I am thinking of waiting until the panic dies down then booking a slot or using the walking in place, SWMBO had the booster and has been fairly rough (she had no side effects whatsoever off the first two) she has been feeling run down and very tired for a couple of days which isn't like her she has tested herself and has not got covid, i don't fancy feeling like that over the Christmas holidays so will give it a miss for now.
 
Got my booster today.Massive que at 9am ( at least 200ft long,) folk going in and strait out.
Overheard conversations from folk in the line who had had covid,They said it was due to close contact with kids.
None said it was a life or death experince in there opinion due to being double jabbed.
 
I am thinking of waiting until the panic dies down then booking a slot or using the walking in place

I understand but seriously - I wouldn't hesitate given the combination of how transmissible omicron is which means it's pretty much impossible to avoid in the next few weeks (it sounds like the guy who died of omicron was the kind to keep in his house, food delivered, that kind of thing), and the difference that a booster makes against omicron compared to just having 2 jabs.
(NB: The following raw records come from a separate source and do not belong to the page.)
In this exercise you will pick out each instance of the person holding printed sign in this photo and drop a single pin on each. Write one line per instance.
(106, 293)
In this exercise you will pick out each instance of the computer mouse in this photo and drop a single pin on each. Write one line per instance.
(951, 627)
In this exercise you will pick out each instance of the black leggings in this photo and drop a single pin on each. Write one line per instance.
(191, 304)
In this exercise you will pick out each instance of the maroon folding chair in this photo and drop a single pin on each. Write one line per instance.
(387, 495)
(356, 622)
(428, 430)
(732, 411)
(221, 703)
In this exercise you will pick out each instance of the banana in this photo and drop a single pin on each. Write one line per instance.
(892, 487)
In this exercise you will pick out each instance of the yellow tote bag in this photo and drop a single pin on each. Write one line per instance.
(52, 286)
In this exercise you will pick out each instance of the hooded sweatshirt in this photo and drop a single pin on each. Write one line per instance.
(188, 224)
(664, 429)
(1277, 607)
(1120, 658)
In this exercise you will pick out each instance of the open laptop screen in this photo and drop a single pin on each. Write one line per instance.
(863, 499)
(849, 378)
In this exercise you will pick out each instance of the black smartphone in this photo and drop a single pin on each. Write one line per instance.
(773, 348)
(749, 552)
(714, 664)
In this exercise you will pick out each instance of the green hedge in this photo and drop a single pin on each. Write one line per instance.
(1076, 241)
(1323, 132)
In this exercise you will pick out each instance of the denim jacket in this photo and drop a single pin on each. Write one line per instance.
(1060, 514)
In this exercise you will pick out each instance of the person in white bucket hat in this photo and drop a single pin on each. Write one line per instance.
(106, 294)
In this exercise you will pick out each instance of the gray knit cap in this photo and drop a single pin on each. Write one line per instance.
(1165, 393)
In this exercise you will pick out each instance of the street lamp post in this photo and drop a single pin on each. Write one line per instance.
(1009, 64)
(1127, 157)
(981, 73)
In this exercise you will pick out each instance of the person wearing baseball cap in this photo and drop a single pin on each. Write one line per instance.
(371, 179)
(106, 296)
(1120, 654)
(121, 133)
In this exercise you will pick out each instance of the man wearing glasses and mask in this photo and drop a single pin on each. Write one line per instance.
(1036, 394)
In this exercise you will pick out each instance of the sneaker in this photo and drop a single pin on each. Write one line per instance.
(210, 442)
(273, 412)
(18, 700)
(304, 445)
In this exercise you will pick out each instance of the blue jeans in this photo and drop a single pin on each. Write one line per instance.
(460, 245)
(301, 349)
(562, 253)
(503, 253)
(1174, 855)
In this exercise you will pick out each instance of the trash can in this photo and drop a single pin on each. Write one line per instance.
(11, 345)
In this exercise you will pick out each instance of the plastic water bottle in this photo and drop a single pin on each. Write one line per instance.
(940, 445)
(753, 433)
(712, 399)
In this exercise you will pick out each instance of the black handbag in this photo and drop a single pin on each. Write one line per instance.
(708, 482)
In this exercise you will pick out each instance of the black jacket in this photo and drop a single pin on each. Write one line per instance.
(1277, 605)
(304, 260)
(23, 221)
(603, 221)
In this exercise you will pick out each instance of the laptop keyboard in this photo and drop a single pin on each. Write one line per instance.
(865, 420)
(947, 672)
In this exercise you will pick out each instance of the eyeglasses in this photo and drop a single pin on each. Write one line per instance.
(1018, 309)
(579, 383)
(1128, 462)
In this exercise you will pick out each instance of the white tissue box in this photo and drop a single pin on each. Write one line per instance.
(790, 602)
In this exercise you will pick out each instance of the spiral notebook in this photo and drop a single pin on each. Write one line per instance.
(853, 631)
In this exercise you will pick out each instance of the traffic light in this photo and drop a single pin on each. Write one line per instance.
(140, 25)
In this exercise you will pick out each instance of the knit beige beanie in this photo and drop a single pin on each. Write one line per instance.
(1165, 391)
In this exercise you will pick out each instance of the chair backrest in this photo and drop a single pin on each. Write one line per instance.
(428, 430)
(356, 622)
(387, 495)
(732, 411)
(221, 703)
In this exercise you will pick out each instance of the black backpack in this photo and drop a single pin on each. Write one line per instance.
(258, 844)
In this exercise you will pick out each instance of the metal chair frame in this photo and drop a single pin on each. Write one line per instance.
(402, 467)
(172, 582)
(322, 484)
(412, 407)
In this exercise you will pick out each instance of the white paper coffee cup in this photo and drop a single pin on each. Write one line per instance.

SWMBO had the booster and has been fairly rough (she had no side effects whatsoever off the first two) she has been feeling run down and very tired for a couple of days which isn't like her

It's possible she's just got the usual pre-Christmas bug coinciding with the booster. I know a couple of people, particularly those who got 2 Zenecas the first time round where the ones who had a reaction to the first two, were fine with the booster, alternatively they were fine the first time and then got hit by the booster.